OVER ACTIVISM

Vigilante gone bonkers
Yogesh Sadhwani

The culture of vigilantism and mob justice that’s seeping into urban life after numerous such incidents in smaller districts across India, claimed another victim on a Mumbai local train.
Amruta, who had given birth to her fourth child just three days before, boarded the ladies compartment of the CST-Kalyan local with her newborn at around 8.30 pm at Dadar station. Her husband Maltan, a small-time supplier of jewellery parts, got on the general compartment next door, as the family headed towards their kacha tin-sheet house in Dombivli’s pathrali locality.
No sooner did she get on the train than the problem began – her only sin that her graying hair made her look much older than 42. Amruta’s companions in the compartment, intrigued by the four-day-old baby girl in her arms, suspected something was not right in this picture of a new-born child with an ‘old’ woman. Word spread, and in a few minutes, without any evidence or inquiry, the buzz in the compartment was that Amruta had stolen the baby, probably from a government hospital.
Almost at once, the passengers decided to rise together to effect justice of right and wrong. "They started accusing of me having stolen the baby. Despite my telling them time and again that she was my daughter, they didn’t believe me," Amruta said.
Convinced that they’d nabbed a child-thief, they told Amruta that a woman of her age could not have given birth to the child. They called her names, insisted that she get off at the next station and accompanied to the cops.
Amruta explained that her husband was in the next compartment and she would get off at Dombivli. But throughout the hour-long journey, the women kept at it. "They insisted that I hand over the girl to them. If some women got off at a station, others got on and started heckling me. Everybody just ganged up, no matter when they boarded," she said.
Cops no different
When Amruta eventually got off at Dombivli, about 15 other women who were also getting off at the station, caught her and dragged her to the railway police. Her husband Maltan, who got off from the next compartment, noticed the commotion but couldn’t get close to intervene because of a fast-gathering crowd around his wife and daughter.

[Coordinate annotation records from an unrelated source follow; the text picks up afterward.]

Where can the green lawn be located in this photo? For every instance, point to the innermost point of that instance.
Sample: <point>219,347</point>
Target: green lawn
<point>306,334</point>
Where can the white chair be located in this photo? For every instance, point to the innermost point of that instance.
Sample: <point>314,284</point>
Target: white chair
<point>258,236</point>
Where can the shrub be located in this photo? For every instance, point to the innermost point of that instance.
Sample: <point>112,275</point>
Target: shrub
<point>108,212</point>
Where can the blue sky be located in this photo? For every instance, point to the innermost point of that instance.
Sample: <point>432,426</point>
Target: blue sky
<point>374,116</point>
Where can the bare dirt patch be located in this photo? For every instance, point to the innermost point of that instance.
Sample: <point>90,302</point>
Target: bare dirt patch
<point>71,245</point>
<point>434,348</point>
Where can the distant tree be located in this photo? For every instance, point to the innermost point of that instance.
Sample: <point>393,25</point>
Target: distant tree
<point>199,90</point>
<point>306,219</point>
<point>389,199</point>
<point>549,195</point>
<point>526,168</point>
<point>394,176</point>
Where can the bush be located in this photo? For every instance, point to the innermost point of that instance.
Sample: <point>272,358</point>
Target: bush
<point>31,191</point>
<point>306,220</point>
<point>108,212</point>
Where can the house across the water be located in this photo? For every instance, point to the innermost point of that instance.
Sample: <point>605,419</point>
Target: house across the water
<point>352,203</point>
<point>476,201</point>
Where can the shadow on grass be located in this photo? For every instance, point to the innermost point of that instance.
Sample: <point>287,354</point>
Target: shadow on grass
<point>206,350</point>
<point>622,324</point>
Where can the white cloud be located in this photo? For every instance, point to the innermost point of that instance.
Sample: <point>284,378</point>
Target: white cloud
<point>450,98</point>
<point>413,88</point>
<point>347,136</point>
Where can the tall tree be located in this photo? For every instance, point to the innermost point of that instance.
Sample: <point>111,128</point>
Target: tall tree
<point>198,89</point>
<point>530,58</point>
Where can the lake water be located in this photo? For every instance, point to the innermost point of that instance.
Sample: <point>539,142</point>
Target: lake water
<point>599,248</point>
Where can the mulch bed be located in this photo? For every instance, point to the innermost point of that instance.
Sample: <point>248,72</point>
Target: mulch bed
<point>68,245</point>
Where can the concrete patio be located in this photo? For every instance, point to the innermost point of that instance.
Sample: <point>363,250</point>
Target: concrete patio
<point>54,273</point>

"I could see something was wrong. The women were holding my wife trying to snatch our daughter from her," he said. Maltan followed the crowd to the railway police post and tried telling the mob that he was the father of the child but was pushed away. "They said an old man like me cannot father a child at this age."
With a frenzy building up, despite the lack of evidence or foreknowledge the railway police joined in and, instead of shooing the crowd away, bowed to their whim and promised to conduct an investigation. "The commuters believed, that the woman claimed to be the mother, had stolen the baby from a hospital. They kept telling us about a theft at Sion hospital last year and that this woman could be behind it. We had no choice," Sub-Inspector N Dawre said.
The cops ignored Amruta’s pleas for more than two hours, until they made arrangements to send her to the Shastri Nagar Municipal hospital. "It was so humiliating. The doctors carried out an examination. They checked if I was lactating. I had to go through hell, all thanks to women who believed in conspiracy theories and refused to listen to reason," Amruta said, breaking down in tears.
It was only at 1:30 am, after the hospital confirmed that she was indeed the child’s mother, that amruta and her husband were allowed to leave the police station.
No records
The next day, when Maltan went back to the cops to lodge a complaint against the women on the train, he was told that there was no information about their whereabouts, that they had simply handed over his wife and left without even lodging a complaint. When contacted, GRP Deputy Commissioner Ashok Deshbhrtar defended how the cops had handled the problem. "The mob brought the lady to us and demanded a verification. As per the rules, we took her to a Government–run hospital. Since there have been instances of kidnapping, so we didn’t take any risk."
Both advocate Ayaz Khan, who deals with human rights cases, said police should’ve acted with more care, and at least maintained a record so that members of the mob could be brought to book later.
"In such a situation, it’s the duty of the cops to look at both sides. Its difficult to prosecute a whole group of people, but the police needs to note down addresses of people who have come to them, so that an aggrieved person can file a case against the culprits."